Sunday, July 17, 2016

Why the Beaver Hall Group is Better Than the Group of Seven



I am very interested in good legacy, particularly the legacy women leave. The women of the Beaver Hall Group left a legacy that most Canadians are unaware of including myself until this year.
  • Nora Collyer
  • Emily Coonan
  • Prudence Heward
  • Mabel Lockerby
  • Mabel May
  • Kathleen Morris
  • Lilias Torrance Newton
  • Sarah Robertson
  • Anne Savage
  • Ethel Seath



This list of ten women are artists who, dare I say are to me much more significant to art in Canada than the Group of Seven, and were all members of Montreal's Beaver Hall Group.

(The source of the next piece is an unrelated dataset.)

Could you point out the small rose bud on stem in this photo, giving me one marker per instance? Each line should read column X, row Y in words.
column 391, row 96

Last week I heard Steve Martin on CBC talking about his love for The Group of Seven and recently curated an exhibition of Lawren Harris at the AGO, entitled The Idea of North.

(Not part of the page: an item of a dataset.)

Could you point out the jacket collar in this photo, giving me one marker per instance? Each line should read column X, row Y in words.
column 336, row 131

Granted, some of these women in the Beaver Hall Group may have come from the same privileged WASP backgrounds, as the Group of Seven, but I would've preferred an exhibit of these women over Lawren Harris any day.

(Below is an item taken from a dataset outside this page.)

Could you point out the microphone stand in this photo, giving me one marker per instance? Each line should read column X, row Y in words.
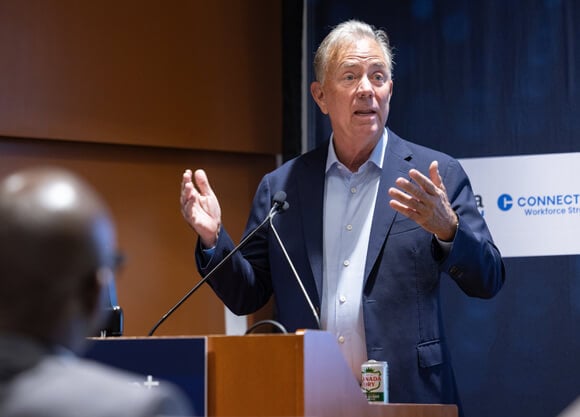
column 273, row 211
column 300, row 284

When I was attending my Canadian Art History classes in University, the Group of Seven was part of our Canadian studies. I was struck by how many students, in particularly young women held an opinion of disdain toward the Group of Seven, expressing their weariness of hearing about them and were critical for a myriad of reasons, but directly related to historical colonialism in Canada and all that it entails.

 I was also included in that group of critics, with the exception of Tom Thomson. He was outside the Group of Seven, not that it mattered, but I just happened to be a fan.

To the women in the Beaver Hall Group, it mattered as it affected them in not receiving the same kind of public recognition as those privileged white male artists. The social conventions of the culture and time made it difficult to do so.
Certainly the same can be said for First Nations artists who were and are still ignored, marginalized and are the survivors of an attempted cultural genocide through that historical colonialism previously mentioned.

Canadian Art Magazine in it's critical review, entitled Whose Idea of North? Lawren Harris at the AGO written by an excellent and very accurate overview and criticism of the Lawren Harris exhibit. It accurately conveys the numerous reasons it falls very short in not measuring up to what should be expected from the AGO, which is insensitive and devoid of the any concern for the political implications of having such an exhibition, presupposing that it is representational of the Canadian North.

Not surprizingly, there once again exists an acute and infuriating irony in that certain Canadians continue to be willingly addicted and dependent on allowing Americans to define or usurp our identity as Canadians. Canada sadly continues to teach our American neighbours to do this. It is even more disturbing when you see cultural institutions intentionally and willingly doing this because the temptation of celebrity, power and money is just too great to resist. On other words it's expediently good for business. This is not a good legacy, and in fact it makes an already existing bad legacy, worse.